It has been a third of a century since Baywatch first hit the airwaves, and on streaming it is back, remastered and as bright and glossy as ever.
The show was unpretentious, light entertainment, and absolutely unashamed of the fact—indeed, made the most of it in a manner not unique to it (one finds that even action shows like this one, the original Magnum or MacGyver for instance, tended in the same direction), but arguably more successfully than its contemporaries. Helpful here was the setting and its associated imagery--the sun, the sand, the surf, and of course, the Baywatch beauties, every bit of it redolent with the mystique southern California had not yet begun to lose, and all of it shot in that glorious music video-style that the makers of television for the small screen were just then mastering as the makers of film for the big screen had before them. Helpful, too, was the fact that if the show did not wholly shut out reality (indeed, shut it out rather less than a good deal of "serious" drama praised to the skies by the critics) it rarely got gritty or brutal, and made the viewer feel that the characters inhabited a world where yanking Darwin Award aspirants out of the water was the biggest problem with which the world had to contend, and being a lifeguard on the beach accordingly the most important job in that world--a situation that, I think, most of us would regard as a vast improvement over the polycrisis-ridden world in which we had even then been living for as long as anyone could remember.

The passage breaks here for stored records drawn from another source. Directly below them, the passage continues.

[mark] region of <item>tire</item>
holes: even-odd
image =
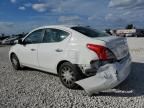
[[[82,78],[82,73],[76,65],[73,65],[70,62],[64,62],[58,70],[58,75],[65,87],[69,89],[79,87],[75,81]]]
[[[11,55],[11,63],[12,63],[12,66],[15,70],[20,70],[21,67],[20,67],[20,62],[19,62],[19,59],[18,57],[16,56],[16,54],[12,54]]]

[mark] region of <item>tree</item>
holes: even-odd
[[[126,29],[133,29],[133,28],[134,28],[133,24],[128,24],[128,25],[126,26]]]

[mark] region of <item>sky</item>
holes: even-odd
[[[97,29],[144,28],[144,0],[1,0],[0,34],[39,26],[82,24]]]

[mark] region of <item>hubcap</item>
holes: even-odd
[[[75,81],[74,72],[69,66],[64,66],[61,69],[61,76],[63,82],[68,86],[71,86]]]
[[[15,59],[15,57],[12,58],[12,63],[13,63],[13,65],[17,66],[18,62],[17,62],[17,60]]]

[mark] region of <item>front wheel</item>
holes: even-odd
[[[14,67],[14,69],[19,70],[21,68],[18,57],[15,54],[11,55],[11,63],[12,63],[12,66]]]
[[[81,72],[77,66],[69,62],[65,62],[60,66],[58,74],[65,87],[70,89],[78,87],[75,81],[81,78]]]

It was a winning combination--according to the legend, at any rate, getting well over a billion regular viewers globally at its height, making it the most-watched show in history--a title no show would seem likely to claim from it in this crowded and fragmented media universe, the more in as the strategy for surviving in the ever-more brutal attention economy seems to be to aim for intense appeal at the expense of wide; and much of what made this show such a hit now so unfashionable as to be virtually impossible (and in cases, unlikely even to be tolerated were it attempted).

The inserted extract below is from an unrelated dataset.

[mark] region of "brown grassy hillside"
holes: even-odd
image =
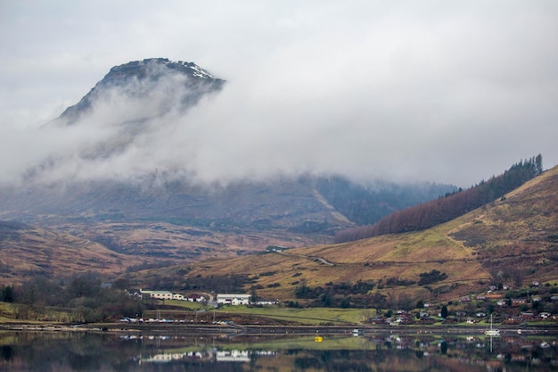
[[[492,283],[517,286],[555,280],[557,194],[554,168],[502,200],[425,231],[205,261],[182,267],[175,278],[184,284],[196,277],[245,275],[251,279],[244,285],[246,292],[256,288],[261,297],[282,300],[295,300],[302,284],[315,287],[382,280],[382,288],[376,285],[374,291],[387,296],[412,293],[433,300],[482,291]],[[432,269],[447,277],[419,285],[420,274]],[[169,270],[177,272],[176,268]],[[144,279],[170,271],[144,273]]]
[[[35,275],[114,274],[133,263],[97,243],[70,234],[0,222],[0,284],[18,284]]]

Still, the fact that it isn't quite like anything they make now is the more reason for its lingering in the public consciousness the way it has, its stars still pop cultural icons. Thus did I find when looking at a list of the 500 most searched-for keywords that, a generation after her departure from the show, Pamela Anderson is on that list (at #435), making her still one of the most searched-for celebrities in the world. Meanwhile, one of the very few ahead of her is her fellow Baywatch alum, Carmen Electra--at #87, putting her behind only Kim Kardashian!
Looking over her list of credits there can be no doubt about which of them contributed most to that standing.